Description
In recent years, an increasing number of separation walls have been built around the world. Walls built in urban areas are particularly striking in that they have exacted a heavy toll in terms of human suffering. As territorialising devices, walls can be protective, but the protection they grant is never straightforward. This collection invites inquiry into the complexities of the social life of walls, observing urban spaces as veritable laboratories of wall-making – places where their consequences become most visible. A study of the relationship between walls and politics, the cultural meaning of walls and their visibility, whether as barriers or as legible – sometimes spectacular – surfaces, and their importance for social processes, Urban Walls shows how walls extend into media spaces, thus drawing a multidimensional geography of separation, connection, control and resistance. As such, the collection will appeal to scholars of sociology, anthropology, geography, architecture and politics with interests in urban studies and social theory.
Table of Contents
List of Contributors
Introduction: The Life of Walls – In Urban, Spatial and Political Theory (Andrea Mubi Brighenti and Mattias Kärrholm)
1. On Walls in the Open City (Alison Young)
2. Dismantling Belfast Peace Walls: New material arrangements for improving community relations (Florine Ballif)

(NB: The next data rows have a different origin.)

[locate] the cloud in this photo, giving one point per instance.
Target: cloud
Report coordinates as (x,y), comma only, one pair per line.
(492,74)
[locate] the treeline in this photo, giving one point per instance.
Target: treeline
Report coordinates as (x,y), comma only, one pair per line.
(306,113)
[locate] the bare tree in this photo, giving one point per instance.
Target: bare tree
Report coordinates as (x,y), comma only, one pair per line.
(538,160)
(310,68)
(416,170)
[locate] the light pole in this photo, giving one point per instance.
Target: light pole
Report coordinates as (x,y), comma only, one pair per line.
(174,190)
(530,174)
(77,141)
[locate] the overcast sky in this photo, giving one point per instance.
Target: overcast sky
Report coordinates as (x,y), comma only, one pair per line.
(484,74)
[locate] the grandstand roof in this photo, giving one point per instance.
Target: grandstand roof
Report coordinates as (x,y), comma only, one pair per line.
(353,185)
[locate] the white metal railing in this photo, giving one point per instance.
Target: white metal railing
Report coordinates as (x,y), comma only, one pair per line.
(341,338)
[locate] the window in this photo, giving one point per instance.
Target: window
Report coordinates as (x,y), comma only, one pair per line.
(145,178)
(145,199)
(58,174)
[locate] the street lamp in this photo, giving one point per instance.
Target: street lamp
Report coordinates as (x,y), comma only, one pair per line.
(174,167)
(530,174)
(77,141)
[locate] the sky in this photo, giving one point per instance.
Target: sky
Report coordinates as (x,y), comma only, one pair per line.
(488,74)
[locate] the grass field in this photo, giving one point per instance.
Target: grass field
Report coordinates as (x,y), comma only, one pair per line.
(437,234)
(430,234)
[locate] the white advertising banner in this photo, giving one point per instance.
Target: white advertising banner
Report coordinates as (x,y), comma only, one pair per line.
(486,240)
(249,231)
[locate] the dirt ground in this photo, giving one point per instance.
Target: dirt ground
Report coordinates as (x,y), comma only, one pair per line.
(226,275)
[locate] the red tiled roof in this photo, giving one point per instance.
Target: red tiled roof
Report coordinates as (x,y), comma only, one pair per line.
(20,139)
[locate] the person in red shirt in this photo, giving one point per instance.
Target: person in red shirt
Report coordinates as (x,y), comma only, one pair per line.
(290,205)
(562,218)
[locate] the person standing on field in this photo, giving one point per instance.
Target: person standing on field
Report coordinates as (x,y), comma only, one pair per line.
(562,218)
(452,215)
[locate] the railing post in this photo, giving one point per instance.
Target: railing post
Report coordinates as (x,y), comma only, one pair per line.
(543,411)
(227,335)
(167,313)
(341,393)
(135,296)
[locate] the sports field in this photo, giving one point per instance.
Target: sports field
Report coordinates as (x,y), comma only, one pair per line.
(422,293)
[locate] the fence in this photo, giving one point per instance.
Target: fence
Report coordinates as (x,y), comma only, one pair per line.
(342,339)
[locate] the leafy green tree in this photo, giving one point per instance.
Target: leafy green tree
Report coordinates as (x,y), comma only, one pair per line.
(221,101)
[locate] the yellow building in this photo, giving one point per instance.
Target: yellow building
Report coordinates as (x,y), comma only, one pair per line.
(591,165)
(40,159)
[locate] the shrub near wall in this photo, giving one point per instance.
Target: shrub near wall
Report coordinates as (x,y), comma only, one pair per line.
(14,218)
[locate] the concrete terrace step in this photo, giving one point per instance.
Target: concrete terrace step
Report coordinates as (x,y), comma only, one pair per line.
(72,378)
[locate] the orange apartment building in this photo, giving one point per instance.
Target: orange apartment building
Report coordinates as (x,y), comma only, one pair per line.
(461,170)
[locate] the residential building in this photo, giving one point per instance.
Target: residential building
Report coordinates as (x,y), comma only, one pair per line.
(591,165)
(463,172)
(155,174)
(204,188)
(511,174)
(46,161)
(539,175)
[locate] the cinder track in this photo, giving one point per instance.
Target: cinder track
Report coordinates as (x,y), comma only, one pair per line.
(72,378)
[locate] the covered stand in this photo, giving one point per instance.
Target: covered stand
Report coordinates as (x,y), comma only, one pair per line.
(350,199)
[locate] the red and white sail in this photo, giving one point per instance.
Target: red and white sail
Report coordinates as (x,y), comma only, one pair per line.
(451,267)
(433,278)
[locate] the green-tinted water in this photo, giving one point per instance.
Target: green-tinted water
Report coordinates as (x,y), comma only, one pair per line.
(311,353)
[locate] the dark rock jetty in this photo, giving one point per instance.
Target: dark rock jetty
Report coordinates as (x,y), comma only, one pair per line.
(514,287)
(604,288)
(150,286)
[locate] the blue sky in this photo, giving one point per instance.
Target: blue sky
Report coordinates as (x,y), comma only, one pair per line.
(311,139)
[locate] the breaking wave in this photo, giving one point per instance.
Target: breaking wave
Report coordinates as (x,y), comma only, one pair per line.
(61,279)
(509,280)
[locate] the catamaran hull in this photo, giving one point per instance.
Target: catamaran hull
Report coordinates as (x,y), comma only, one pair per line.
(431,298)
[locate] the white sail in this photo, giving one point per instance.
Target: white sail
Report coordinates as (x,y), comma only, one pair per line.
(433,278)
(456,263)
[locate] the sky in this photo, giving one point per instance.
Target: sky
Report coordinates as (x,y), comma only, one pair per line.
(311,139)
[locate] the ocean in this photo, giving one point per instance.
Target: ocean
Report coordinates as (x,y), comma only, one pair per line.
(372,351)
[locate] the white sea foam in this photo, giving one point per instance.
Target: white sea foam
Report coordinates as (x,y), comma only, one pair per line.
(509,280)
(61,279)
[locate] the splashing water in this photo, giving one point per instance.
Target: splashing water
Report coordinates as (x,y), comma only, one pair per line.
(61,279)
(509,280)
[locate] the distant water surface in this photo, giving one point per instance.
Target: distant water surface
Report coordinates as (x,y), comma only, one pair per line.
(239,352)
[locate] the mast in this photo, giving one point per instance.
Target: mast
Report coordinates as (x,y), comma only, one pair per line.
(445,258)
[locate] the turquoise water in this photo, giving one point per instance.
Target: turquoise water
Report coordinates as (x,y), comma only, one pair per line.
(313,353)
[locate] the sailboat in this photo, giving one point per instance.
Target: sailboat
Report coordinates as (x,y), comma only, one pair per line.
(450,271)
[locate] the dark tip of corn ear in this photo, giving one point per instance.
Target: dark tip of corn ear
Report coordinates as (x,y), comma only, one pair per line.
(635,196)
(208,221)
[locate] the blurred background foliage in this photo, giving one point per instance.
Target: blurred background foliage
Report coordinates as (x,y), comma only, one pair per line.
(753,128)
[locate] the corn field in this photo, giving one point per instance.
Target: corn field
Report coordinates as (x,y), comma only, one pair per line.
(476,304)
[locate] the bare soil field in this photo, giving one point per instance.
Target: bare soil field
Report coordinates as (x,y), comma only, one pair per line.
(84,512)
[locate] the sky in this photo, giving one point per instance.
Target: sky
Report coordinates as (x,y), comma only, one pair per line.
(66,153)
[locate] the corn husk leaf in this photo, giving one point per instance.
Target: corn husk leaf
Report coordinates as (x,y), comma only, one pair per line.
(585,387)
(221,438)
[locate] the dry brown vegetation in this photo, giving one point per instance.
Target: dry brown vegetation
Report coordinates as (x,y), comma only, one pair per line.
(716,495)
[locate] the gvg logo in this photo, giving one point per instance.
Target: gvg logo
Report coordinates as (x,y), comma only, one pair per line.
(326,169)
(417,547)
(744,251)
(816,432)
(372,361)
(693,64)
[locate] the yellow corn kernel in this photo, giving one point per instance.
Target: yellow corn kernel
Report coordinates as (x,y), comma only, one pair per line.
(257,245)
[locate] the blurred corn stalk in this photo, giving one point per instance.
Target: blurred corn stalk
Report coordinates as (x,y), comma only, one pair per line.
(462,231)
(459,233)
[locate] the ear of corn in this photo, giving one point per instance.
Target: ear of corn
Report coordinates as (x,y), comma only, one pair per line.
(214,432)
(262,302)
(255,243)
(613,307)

3. Walling Through Seas: The Indian Ocean, Australian border security, and the political present (Peter Chambers)
4. Walls, walling and the immunitarian imperative (Claudio Minca and Alexandra Rijke)
5. Screening Brazil: Footnotes on a Wall (Pedro Victor Brandão and Andrea Pavoni)
6. Warsaw Afterimages: Of Walls and Memories (Ella Chmielewska)
7. Wall Terrains. Architecture, body culture and parkour (Emma Nilsson)
8. Gating housing in Sweden: Walling in the privileged, walling out the public (Karin Grundström)
9. The Right to the City Is the Right to the Surface: A Case for a Surface Commons (in 8 Arguments, 34 Images and some Legal Provisions) (Sabina Andron)
10. The Multiple Walls of Graffiti Removal. Maintenance and Urban Assemblage in Paris (Jérôme Denis and David Pontille)
11. Walls as Fleeting Surfaces. From Bricks to Pixels, Trains to Instagram (Lachlan MacDowall)
Index
Reviews
"Walls and cities have long been partners, but their relationship has been understudied. This creative and important collection takes the social and political work of the urban wall seriously. Rather than a self-evident object, the wall becomes lively, talkative, mobile, and ambivalent, dividing yet also connecting. A valuable and original contribution."
Nicholas Blomley, Professor, Geography, Simon Fraser University, Vancouver.
"It is a remarkable feat for an edited volume to read as cohesively and with such strong focus as Urban Walls. The walls included here (violent walls, but also vulnerable ones; aquatic, immunising, yet totally exposed and medialised walls; affective and playful, immaterial and palimpsestic walls) are marked by the wounds of history, geography and politics that surround them but also that are generated by them. These walls feel as material and fleshy as if we were placing our hand on their surface."
Andreas Philippopoulos-Mihalopoulos, Professor, Law & Theory, University of Westminster, London.
"An instructive and compelling examination of walls in their multiple present forms. The emphasis on the material and vertical puts this at the heart of contemporary debates. Historically situated, richly illustrated, and with a view to wider themes as much as empirical detail, this is an important contribution to politics, geography and urban studies."
Stuart Elden, Professor of Political Theory and Geography, University of Warwick.